Raymarine i60 Close Hauled

wheelerwbrian

Member III
I'm replacing old nonfunctioning Datamarine instruments with Raymarine i50/60 Depth, Speed, Wind package. However I have four holes in the bulkhead to fill (one was for a Loran readout...), and I think it would be easier/cheaper to put another instrument in the hole rather than fix it. I was thinking of the i60 Close Hauled Wind instrument, but was wondering how useful it will be on my Ericson 39 1988. Thoughts?

Thanks.
 

Christian Williams

E381 - Los Angeles
Senior Moderator
Blogs Author
Well, it's better than a hole--and it matches. I think usefulness pretty much depends on how much you enjoy instrumentation. If racing, I'd find it handy. If not....
 

Loren Beach

O34 - Portland, OR
Senior Moderator
Blogs Author
I replaced the original three Datamarine bulkhead instrument faces quite a while ago.
I used Raymarine ST60 : speed, depth, and wind.
The original holes were 1/2" too wide for the new instruments. :rolleyes:

Luckily the new ST60 bezels would cover my repair.... so I took some old round plate pieces of frp (that were cut outs from the install of instruments in our prior boat!) and sawed out a center in each one for the new instruments. This produced a ring with 1/4" sides. I epoxied those rings into the old openings.
The adaptation is invisible from the cockpit, being concealed by the instrument face.
This also proves that you should never discard stray pieces of frp material. Lacking such a source, you could source some G10 plate from McMaster Carr.

After some puzzlement over just how to "shrink" a hole, this was the solution I came up with, and it still looks good, i.e. invisible. Note that if no can can see your fix then it passes the test.
:)

Regards,
Loren
 

wheelerwbrian

Member III
I replaced the original three Datamarine bulkhead instrument faces quite a while ago.
I used Raymarine ST60 : speed, depth, and wind.
The original holes were 1/2" too wide for the new instruments. :rolleyes:

Luckily the new ST60 bezels would cover my repair.... so I took some old round plate pieces of frp (that were cut outs from the install of instruments in our prior boat!) and sawed out a center in each one for the new instruments. This produced a ring with 1/4" sides. I epoxied those rings into the old openings.
The adaptation is invisible from the cockpit, being concealed by the instrument face.
This also proves that you should never discard stray pieces of frp material. Lacking such a source, you could source some G10 plate from McMaster Carr.

After some puzzlement over just how to "shrink" a hole, this was the solution I came up with, and it still looks good, i.e. invisible. Note that if no can can see your fix then it passes the test.
:)

Regards,
Loren

I don't have the old FRP material from the original install in 1988, but my plan is similar to yours. I hadn't heard of G-10 but it looks like the ticket. I was originally going to make a ring form and cast an insert out of epoxy.
 

wheelerwbrian

Member III
What is really nice if you don't have it is wind speed/relative direction.

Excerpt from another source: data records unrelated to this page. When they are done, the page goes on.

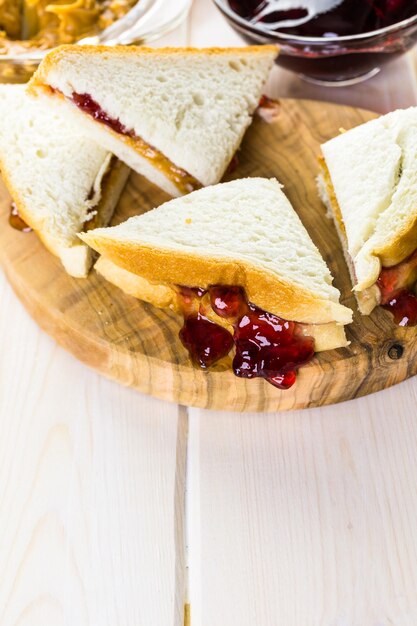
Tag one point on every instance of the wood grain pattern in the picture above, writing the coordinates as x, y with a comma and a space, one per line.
138, 345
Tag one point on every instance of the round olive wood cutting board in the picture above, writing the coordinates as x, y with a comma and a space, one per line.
138, 345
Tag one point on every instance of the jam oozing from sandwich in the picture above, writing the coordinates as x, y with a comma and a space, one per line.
184, 181
16, 221
87, 104
267, 346
395, 284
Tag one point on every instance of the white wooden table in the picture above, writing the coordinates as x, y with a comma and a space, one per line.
293, 519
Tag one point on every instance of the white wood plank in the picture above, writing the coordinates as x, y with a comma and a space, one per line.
308, 517
91, 491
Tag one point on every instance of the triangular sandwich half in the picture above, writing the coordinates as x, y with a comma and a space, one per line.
60, 182
369, 183
175, 115
245, 239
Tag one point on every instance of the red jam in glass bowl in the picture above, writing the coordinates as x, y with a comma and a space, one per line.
335, 42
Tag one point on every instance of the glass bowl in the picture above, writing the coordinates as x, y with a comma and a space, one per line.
333, 61
146, 21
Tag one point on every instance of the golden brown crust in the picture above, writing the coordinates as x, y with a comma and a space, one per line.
57, 53
402, 247
263, 288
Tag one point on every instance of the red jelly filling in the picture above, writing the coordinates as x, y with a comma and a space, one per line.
395, 285
87, 104
266, 345
16, 221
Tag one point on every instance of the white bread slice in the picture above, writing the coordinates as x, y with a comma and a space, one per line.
191, 106
240, 233
326, 336
373, 172
57, 177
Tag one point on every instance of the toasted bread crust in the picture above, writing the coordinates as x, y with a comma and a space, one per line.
266, 290
57, 53
404, 244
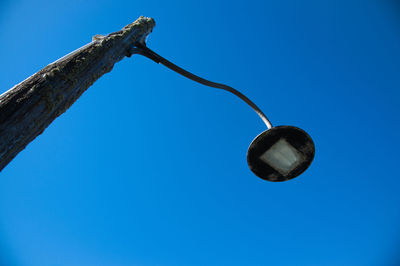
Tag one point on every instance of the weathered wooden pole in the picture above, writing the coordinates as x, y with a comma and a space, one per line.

Isn't that already a function in the i60 wind instrument?

Another alternative is to put in an i70 and use it for some other data point, such as rudder position. I'm always looking at my pilot readout to see how its canted. Price difference is about one boat unit. The bezels will still match.
 

toddster

Curator of Broken Parts
Blogs Author
I replaced two old 4-inch instruments with four new 2-inch (ST40) instruments. My fourth data point was heading.
Rather than mucking about repairin the old holes, then drilling new hole, I screwed down a piece of black StarBoard over the whole area and mounted the new instruments in that. Rounded off the edges with a router, and it looks pretty good IMHO. Easy.

I don't particularly like the way the RM units screw down with a flimsy friction ring. Hopefully they've improved on that. Anyhow, there hasn't been any leakage around them.